Se acesso à Série A1 fosse fácil, se chamaria miojo

Ah, Guarani. Nos últimos anos, é difícil se manter animado com as perspectivas de um time que tem amargado as divisões inferiores dos campeonatos Paulista e Brasileiro. As alegrias contam-se nos dedos, e toda vez que algum amigo meu me pergunta sobre o Bugre, é duro recordar as notícias sobre leilão de estádio, salários atrasados, insucessos nas tentativas de acesso, brigas políticas e contratações infelizes. Em meio a todo esse compêndio de infelicidades, o vice-campeonato da Série C no ano passado, que rendeu ao Guarani o acesso à Série B do Brasileiro, foi um oásis de sorriso em um deserto de abatimentos, mas alimentou a expectativa de que o jogo virasse e o Bugre enfim pudesse retornar aos seus dias de grandes ambições e vitórias.


Como sempre faço em todo começo de ano, acompanhei atentamente a pré-temporada e pesquisei referências sobre os jogadores que foram sendo contratados na montagem do elenco que anda disputando o Paulista A2. Fiquei animado quando soube que o Guarani havia contratado Ney da Matta, técnico que levou o Boa Esporte ao título da Série C justamente em cima do Bugre, e imaginei que enfim estávamos seguindo os passos certos para finalmente retornar para a elite do Campeonato Paulista, que não disputamos desde 2013. Os resultados positivos, porém, não vieram. Ney da Matta foi demitido após seis rodadas, e para o seu lugar o Guarani trouxe o jovem técnico Maurício Barbieri, de 35 anos (quatro a menos que Fernando Fumagalli), com passagens anteriores por clubes como Red Bull Brasil e Audax.


Gabriel Ferrari/ Guarani Press
Gabriel Ferrari/ Guarani Press

Maurício Barbieri, atual técnico bugrino, em sua apresentação oficial no Guarani ao lado do vice-presidente Carlos Queiroz


Porém, todavia, contudo, como qualquer pessoa que entende minimamente de futebol sabe, um técnico só não é capaz de operar milagres se tiver em mãos um elenco extremamente limitado, como é o do Guarani. Sob o comando de Barbieri, o Bugre disputou cinco partidas: ganhou apenas uma, perdeu outra e empatou três vezes. Resultado: o Guarani está atualmente em oitavo lugar, com 16 pontos, quatro atrás da zona de classificação para as semifinais da A2. 


Em um campeonato no qual apenas dois clubes subirão para o Paulista A1, é preocupante constatar que, passada mais da metade do campeonato, ainda estamos patinando na tabela de classificação. E o resultado do jogo mais recente, um modesto empate diante da Penapolense no Brinco de Ouro no último domingo, é de fazer franzir as testas de qualquer torcedor que sabe que temos apenas mais oito jogos para conseguir chegar às semifinais e disputar as duas vagas de acesso.

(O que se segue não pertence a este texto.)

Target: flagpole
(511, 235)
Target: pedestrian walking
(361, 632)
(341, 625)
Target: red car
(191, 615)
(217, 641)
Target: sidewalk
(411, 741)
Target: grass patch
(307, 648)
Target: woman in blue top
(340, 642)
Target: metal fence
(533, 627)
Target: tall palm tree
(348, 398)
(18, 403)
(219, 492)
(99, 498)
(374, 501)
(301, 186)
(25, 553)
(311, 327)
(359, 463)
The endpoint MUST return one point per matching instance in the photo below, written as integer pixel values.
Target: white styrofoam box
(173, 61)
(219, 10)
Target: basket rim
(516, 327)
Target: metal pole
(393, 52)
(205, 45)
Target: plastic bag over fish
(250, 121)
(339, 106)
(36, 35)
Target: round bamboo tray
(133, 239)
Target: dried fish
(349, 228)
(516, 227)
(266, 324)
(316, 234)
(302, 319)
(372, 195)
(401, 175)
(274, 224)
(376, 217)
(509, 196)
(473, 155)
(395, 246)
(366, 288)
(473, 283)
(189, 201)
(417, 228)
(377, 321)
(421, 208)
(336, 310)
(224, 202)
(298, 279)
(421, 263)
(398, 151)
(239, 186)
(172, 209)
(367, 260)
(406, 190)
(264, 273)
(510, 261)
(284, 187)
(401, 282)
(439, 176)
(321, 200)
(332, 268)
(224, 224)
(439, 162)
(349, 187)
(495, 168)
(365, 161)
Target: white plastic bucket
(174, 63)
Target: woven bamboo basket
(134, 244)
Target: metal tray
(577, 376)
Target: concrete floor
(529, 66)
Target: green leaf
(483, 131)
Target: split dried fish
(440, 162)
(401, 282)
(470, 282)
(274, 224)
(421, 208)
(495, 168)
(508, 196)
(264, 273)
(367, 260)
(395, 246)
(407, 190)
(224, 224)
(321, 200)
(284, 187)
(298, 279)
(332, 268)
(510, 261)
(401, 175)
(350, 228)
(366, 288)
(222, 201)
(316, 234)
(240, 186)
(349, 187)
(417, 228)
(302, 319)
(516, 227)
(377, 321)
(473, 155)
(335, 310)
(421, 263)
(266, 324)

Reprodução/ Site oficial do Guarani
Reprodução/ Site oficial do Guarani

Fumagalli (sempre ele) preparando-se para cobrar uma falta durante o jogo contra a Penapolense, que terminou em empate de 1 a 1


Tá difícil? Tá. Tá puxado? Extremamente. E, como se não bastasse o desempenho modesto em um campeonato de nível técnico medíocre, o Guarani sofreu com o atraso de salários (mais uma vez), problemas entre a atual diretoria e Magnum (empresa que arrematou o Brinco de Ouro) e o acirramento das disputas políticas (as eleições para novo presidente, que deveriam ter sido realizadas na semana passadas, foram suspensas devido a uma liminar judicial e permanecem em suspenso até agora). Ou seja: se você acha que a situação política atual no Brasil é melancólica, é porque não acompanha o dia a dia das tretas de um clube no qual, antes de Horley Senna, um presidente não terminava um mandato há quase 20 anos. 


Como todo torcedor tem um quê de masoquista, continuarei acompanhando meu time até a derradeira rodada; e sofrendo com todos os passes errados e finalizações grotescas de uma equipe na qual poucos jogadores (como Fumagalli, Lenon, Bruno Nazário e Eliandro) escapam da mediocridade. Mantendo, porém, uma até saudável redução de expectativas. E permanecerei à espera de um milagre que faça esse time decolar rumo ao Paulista A1. Mas enfim, se o Guarani foi capaz de reverter um resultado de 4 a 0 ao vencer o ABC na inesquecível noite de 23 de outubro de 2016 em que goleou por 6 a 0, por que não crer que conseguiremos um novo acesso ainda neste primeiro semestre de 2017?